As the guilty verdicts against Derek Chauvin came in I was swept with emotions. They actually started when I heard jury deliberations were finished. A familiar twist in my gut returned – the feeling when Milwaukee was waiting for the name of the officer that killed Dontre Hamilton to be released; the feeling of the DA announcing he was declining to press charges; the feeling when the U.S. Department of Justice announced they would not open a civil rights case in the death of Dontre. It was the tears I shed with the family. It was the resilience of a movement undeterred by a pattern and practice of injustice. It was a tension of preparing and bracing for a not guilty verdict.
It was the feeling I held when I met with Craig Stingley, Corey Stingley’s father. It was the feeling I had praying with Debra Jenkins, mother of Larry Jenkins. It was the community marching for Brandon Johnson, Derek Williams. It was the feeling holding vigil with the family of Jay Anderson.
None of these names became trending hashtags. Few of them got any notice outside a regional news story.
But these are families I carry in my heart and names emblazoned in my memory. Sacred lives, Black lives, stolen at the hands of police violence. None of them getting justice.
When I heard the news I was stunned. I was watching on Twitter and watch not as the foreman read the verdicts but the People in the streets who had been chanting the name of George Floyd and the cries, “If we don’t get no justice, you don’t get no peace.” The reaction from the front lines of resistance was first silence and then cheers. Soon chants of “All three counts! All three counts!” rang out. I was filled with love for the people in Minneapolis – the city that trained me to be a pastor and prepared me for my work in Milwaukee.
And then I thought of the families in Milwaukee. And the names of Daunte Wright and Iremamber Sykap, and Anthony Alvarez, and Travon Chadwell, Lindani Myeni, and Adam Toledo.
I fear Derek Chauvin has been offered up as a pawn in the chess game of policing that the American Empire is playing. Proof that the system works.
Meanwhile, in Ohio Ma’Khia Bryant was shot 4 times by the cops she called for help.
I thought the familiar twist was preparing me for the disappointment in the verdict. It was really just a reminder that “the whole damn system is guilty as hell.”
I began to wonder how as a congregation – as a predominately white institution – do we respond to this moment. I asked, “what leaders in the movement are we in relationship with?” and “what organizations do we look to in moments like this?”
We do know some leaders. We know some organizations. We are also not yet in deep enough relationships that those connection are intuitive and the foundation of our response.

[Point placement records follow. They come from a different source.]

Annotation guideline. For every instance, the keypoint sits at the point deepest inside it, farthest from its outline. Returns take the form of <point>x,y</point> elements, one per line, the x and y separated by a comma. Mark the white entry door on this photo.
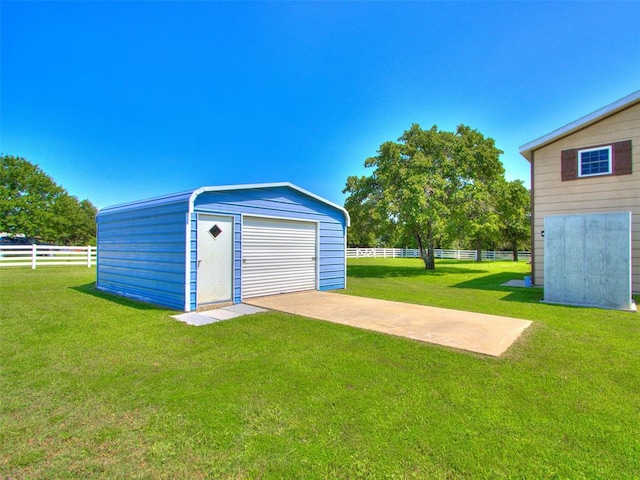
<point>215,259</point>
<point>278,256</point>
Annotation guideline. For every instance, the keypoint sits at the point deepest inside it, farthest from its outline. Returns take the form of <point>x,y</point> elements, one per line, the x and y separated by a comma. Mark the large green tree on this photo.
<point>33,204</point>
<point>424,185</point>
<point>514,210</point>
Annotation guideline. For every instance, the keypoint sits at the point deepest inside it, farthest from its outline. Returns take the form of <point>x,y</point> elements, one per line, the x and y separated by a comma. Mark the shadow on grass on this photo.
<point>90,289</point>
<point>383,271</point>
<point>495,281</point>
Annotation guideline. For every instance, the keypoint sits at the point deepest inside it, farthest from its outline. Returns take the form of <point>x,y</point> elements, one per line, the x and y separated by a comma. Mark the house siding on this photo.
<point>610,193</point>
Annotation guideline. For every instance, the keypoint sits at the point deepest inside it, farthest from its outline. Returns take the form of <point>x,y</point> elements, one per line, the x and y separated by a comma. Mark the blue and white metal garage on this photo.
<point>223,244</point>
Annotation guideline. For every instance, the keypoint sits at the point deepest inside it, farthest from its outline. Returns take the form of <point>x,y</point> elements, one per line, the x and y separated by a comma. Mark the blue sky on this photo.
<point>119,101</point>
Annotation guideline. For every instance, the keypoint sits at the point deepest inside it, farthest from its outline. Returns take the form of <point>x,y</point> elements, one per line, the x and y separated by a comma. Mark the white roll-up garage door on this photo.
<point>278,256</point>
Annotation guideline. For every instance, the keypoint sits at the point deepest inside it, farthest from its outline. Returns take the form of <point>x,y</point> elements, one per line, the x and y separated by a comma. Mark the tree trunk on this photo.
<point>426,253</point>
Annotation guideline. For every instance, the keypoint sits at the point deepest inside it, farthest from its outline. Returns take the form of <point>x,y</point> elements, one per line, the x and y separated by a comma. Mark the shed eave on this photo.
<point>249,186</point>
<point>594,117</point>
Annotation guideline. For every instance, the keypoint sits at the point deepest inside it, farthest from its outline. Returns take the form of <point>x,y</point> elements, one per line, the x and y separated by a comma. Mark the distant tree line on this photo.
<point>34,205</point>
<point>433,189</point>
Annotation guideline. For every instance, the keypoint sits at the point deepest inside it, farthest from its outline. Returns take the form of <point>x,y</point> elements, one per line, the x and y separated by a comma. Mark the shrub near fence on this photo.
<point>43,255</point>
<point>439,253</point>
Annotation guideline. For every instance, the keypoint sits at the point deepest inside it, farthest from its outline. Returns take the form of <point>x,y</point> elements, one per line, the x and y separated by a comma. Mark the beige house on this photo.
<point>591,165</point>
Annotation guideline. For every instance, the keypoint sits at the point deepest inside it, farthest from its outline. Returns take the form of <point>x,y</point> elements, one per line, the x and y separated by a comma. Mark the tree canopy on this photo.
<point>34,205</point>
<point>433,186</point>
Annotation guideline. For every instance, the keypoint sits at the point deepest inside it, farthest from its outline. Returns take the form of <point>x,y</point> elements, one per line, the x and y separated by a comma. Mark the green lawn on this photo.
<point>93,386</point>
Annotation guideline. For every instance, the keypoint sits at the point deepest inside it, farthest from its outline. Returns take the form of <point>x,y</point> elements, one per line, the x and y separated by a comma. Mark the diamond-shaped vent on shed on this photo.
<point>215,231</point>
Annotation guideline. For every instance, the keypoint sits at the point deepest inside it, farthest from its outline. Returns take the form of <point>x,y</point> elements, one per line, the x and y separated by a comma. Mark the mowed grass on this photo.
<point>94,386</point>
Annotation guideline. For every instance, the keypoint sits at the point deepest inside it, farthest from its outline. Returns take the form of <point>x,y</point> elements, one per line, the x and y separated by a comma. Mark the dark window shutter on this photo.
<point>569,164</point>
<point>622,158</point>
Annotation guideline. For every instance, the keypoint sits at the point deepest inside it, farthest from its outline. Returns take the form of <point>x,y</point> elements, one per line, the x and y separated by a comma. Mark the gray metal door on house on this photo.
<point>278,256</point>
<point>215,259</point>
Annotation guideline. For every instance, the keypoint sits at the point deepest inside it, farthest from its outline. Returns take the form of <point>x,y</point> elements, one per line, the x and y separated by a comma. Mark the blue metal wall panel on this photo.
<point>141,252</point>
<point>141,245</point>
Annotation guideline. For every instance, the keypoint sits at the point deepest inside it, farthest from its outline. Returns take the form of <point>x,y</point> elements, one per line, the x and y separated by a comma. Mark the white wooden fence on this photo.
<point>439,253</point>
<point>43,255</point>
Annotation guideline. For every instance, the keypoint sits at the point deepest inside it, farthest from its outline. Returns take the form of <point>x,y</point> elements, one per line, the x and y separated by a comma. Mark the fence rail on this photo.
<point>439,253</point>
<point>44,255</point>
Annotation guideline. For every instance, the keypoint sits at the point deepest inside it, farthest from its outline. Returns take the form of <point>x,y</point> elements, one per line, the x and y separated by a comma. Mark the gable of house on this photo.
<point>558,188</point>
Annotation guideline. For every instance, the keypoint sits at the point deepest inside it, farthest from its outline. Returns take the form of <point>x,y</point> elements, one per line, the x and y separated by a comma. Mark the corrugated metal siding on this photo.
<point>283,202</point>
<point>141,252</point>
<point>278,256</point>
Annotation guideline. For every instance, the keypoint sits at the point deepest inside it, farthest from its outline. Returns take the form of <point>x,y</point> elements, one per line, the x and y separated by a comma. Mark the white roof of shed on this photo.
<point>190,196</point>
<point>528,148</point>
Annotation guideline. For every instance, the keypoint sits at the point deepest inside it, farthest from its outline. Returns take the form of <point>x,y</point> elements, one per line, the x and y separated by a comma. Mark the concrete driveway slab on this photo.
<point>474,332</point>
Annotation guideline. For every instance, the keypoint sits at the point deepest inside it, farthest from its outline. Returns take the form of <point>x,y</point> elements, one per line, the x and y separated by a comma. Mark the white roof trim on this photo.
<point>526,149</point>
<point>267,185</point>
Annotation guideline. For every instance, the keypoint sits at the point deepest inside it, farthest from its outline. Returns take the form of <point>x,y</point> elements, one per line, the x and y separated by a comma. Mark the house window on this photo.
<point>594,161</point>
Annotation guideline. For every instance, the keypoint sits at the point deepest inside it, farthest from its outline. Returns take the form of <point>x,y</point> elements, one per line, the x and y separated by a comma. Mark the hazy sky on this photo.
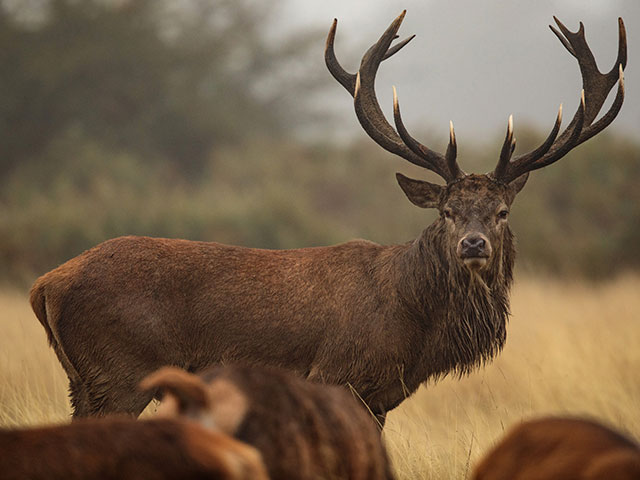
<point>477,61</point>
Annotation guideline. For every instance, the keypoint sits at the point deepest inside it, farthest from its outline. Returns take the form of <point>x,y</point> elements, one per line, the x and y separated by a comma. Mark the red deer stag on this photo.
<point>383,319</point>
<point>303,430</point>
<point>126,449</point>
<point>561,448</point>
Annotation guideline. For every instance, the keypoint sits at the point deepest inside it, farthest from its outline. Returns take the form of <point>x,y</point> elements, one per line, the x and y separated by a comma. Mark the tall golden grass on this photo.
<point>572,348</point>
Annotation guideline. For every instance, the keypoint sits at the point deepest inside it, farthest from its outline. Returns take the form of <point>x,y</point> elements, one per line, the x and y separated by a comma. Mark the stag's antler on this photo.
<point>596,88</point>
<point>362,87</point>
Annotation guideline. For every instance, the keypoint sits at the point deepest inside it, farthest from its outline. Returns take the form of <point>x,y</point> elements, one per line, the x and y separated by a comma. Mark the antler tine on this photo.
<point>452,153</point>
<point>507,150</point>
<point>437,163</point>
<point>596,87</point>
<point>346,79</point>
<point>362,87</point>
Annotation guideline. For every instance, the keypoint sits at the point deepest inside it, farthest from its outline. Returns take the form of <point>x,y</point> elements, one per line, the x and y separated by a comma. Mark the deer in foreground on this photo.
<point>126,449</point>
<point>303,430</point>
<point>561,448</point>
<point>381,319</point>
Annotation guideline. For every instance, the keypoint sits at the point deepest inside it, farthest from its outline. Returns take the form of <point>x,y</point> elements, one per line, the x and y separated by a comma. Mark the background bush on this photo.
<point>122,118</point>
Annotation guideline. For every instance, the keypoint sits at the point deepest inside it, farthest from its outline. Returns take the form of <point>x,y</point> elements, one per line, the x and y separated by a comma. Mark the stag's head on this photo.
<point>474,208</point>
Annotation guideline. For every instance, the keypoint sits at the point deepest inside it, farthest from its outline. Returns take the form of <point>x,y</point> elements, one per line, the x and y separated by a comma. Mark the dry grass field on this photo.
<point>572,349</point>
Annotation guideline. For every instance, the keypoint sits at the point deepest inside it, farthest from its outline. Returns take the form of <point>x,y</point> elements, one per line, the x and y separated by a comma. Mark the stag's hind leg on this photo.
<point>111,391</point>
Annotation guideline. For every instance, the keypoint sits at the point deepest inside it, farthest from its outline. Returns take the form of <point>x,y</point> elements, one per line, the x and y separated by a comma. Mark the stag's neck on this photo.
<point>463,314</point>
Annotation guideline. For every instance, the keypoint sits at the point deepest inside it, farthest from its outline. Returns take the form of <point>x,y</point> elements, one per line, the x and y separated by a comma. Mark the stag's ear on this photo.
<point>516,185</point>
<point>422,194</point>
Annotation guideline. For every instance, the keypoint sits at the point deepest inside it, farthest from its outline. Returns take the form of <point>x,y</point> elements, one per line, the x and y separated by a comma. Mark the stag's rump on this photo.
<point>132,304</point>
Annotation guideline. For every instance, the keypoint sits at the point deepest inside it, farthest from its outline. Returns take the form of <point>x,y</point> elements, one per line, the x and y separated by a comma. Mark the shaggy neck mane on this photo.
<point>464,313</point>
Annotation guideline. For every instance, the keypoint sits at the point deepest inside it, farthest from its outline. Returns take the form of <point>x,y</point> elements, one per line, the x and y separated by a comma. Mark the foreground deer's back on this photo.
<point>561,448</point>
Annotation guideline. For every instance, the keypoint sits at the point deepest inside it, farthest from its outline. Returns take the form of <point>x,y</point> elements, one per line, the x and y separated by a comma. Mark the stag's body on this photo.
<point>381,318</point>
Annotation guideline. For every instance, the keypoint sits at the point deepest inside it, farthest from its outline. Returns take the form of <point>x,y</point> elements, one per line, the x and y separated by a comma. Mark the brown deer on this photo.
<point>561,448</point>
<point>303,430</point>
<point>126,449</point>
<point>382,319</point>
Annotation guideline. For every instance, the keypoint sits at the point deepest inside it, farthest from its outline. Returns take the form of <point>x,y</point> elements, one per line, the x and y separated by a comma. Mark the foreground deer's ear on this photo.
<point>516,185</point>
<point>422,194</point>
<point>185,392</point>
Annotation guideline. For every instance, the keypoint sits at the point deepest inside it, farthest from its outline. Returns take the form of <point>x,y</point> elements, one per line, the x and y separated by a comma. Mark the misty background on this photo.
<point>217,120</point>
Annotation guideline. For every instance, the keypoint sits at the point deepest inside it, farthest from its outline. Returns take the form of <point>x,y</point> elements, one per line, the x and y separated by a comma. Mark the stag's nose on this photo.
<point>474,249</point>
<point>473,243</point>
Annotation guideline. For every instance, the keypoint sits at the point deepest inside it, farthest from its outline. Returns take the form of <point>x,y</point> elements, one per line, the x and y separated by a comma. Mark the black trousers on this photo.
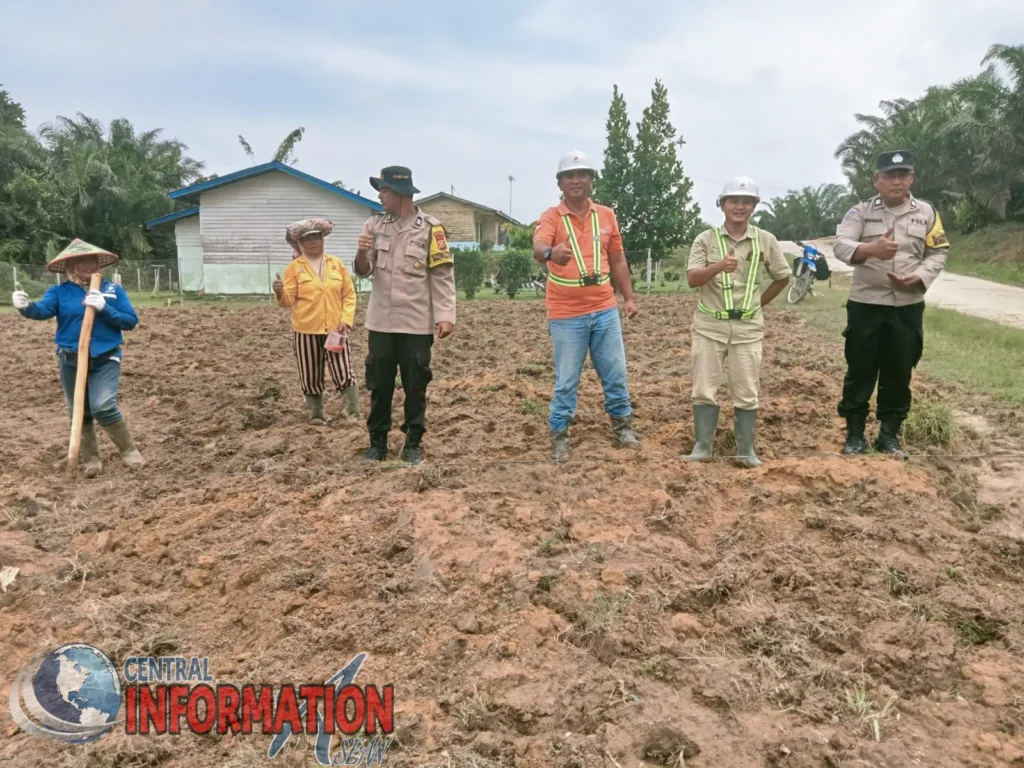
<point>410,353</point>
<point>883,345</point>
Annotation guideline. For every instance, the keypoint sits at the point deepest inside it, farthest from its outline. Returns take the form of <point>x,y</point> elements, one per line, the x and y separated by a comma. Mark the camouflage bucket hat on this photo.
<point>78,249</point>
<point>299,229</point>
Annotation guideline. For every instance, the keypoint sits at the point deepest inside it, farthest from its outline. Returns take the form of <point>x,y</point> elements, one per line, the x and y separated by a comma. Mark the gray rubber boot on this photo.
<point>744,437</point>
<point>559,445</point>
<point>625,436</point>
<point>705,425</point>
<point>89,453</point>
<point>351,395</point>
<point>122,438</point>
<point>315,404</point>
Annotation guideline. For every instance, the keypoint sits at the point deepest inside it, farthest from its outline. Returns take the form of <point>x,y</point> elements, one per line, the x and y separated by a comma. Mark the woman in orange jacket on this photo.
<point>320,292</point>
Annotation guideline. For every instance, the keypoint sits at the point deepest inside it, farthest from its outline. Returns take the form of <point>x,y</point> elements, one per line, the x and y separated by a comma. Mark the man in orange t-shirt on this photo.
<point>580,244</point>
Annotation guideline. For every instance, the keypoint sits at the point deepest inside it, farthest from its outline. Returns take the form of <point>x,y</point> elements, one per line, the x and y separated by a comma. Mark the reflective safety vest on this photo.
<point>745,311</point>
<point>596,279</point>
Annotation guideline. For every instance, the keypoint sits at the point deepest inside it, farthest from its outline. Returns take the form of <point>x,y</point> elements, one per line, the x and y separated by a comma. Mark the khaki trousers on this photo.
<point>711,359</point>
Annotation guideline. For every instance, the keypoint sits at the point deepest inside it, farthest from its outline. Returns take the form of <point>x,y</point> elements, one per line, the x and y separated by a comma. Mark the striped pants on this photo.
<point>310,356</point>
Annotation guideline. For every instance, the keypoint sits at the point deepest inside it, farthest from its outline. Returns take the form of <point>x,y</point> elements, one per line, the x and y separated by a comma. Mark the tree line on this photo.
<point>77,178</point>
<point>968,138</point>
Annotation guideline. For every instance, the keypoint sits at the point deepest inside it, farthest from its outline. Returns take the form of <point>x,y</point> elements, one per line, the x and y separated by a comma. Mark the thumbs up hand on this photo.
<point>730,262</point>
<point>886,247</point>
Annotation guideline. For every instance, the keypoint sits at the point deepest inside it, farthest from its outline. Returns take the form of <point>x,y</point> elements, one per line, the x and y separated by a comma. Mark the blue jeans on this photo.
<point>100,388</point>
<point>601,334</point>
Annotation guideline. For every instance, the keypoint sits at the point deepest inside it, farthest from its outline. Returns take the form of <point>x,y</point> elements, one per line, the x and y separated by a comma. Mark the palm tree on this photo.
<point>285,150</point>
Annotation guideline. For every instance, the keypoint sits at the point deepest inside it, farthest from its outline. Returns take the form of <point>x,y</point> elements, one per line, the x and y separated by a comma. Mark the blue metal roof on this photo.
<point>194,192</point>
<point>171,217</point>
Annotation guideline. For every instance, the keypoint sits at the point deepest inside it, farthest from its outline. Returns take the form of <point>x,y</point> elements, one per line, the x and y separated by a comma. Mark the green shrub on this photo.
<point>970,215</point>
<point>514,269</point>
<point>470,269</point>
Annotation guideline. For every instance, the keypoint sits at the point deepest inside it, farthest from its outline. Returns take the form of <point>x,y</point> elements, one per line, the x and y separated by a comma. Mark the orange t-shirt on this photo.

We were not in conversations with them even before the jury deliberated.
The only way I’ve found to untwist the feeling in my gut is to show up when Black leaders and organizations ask me to and then join in the ongoing solidarity work toward liberation.
May it be so,
Maria Hamilton, mother of Dontre Hamilton, testifies at a Milwaukee Fire and Police Commission hearing after her son was killed by a Milwaukee Police Officer. Pastor Steve Jerbi stands behind offering support.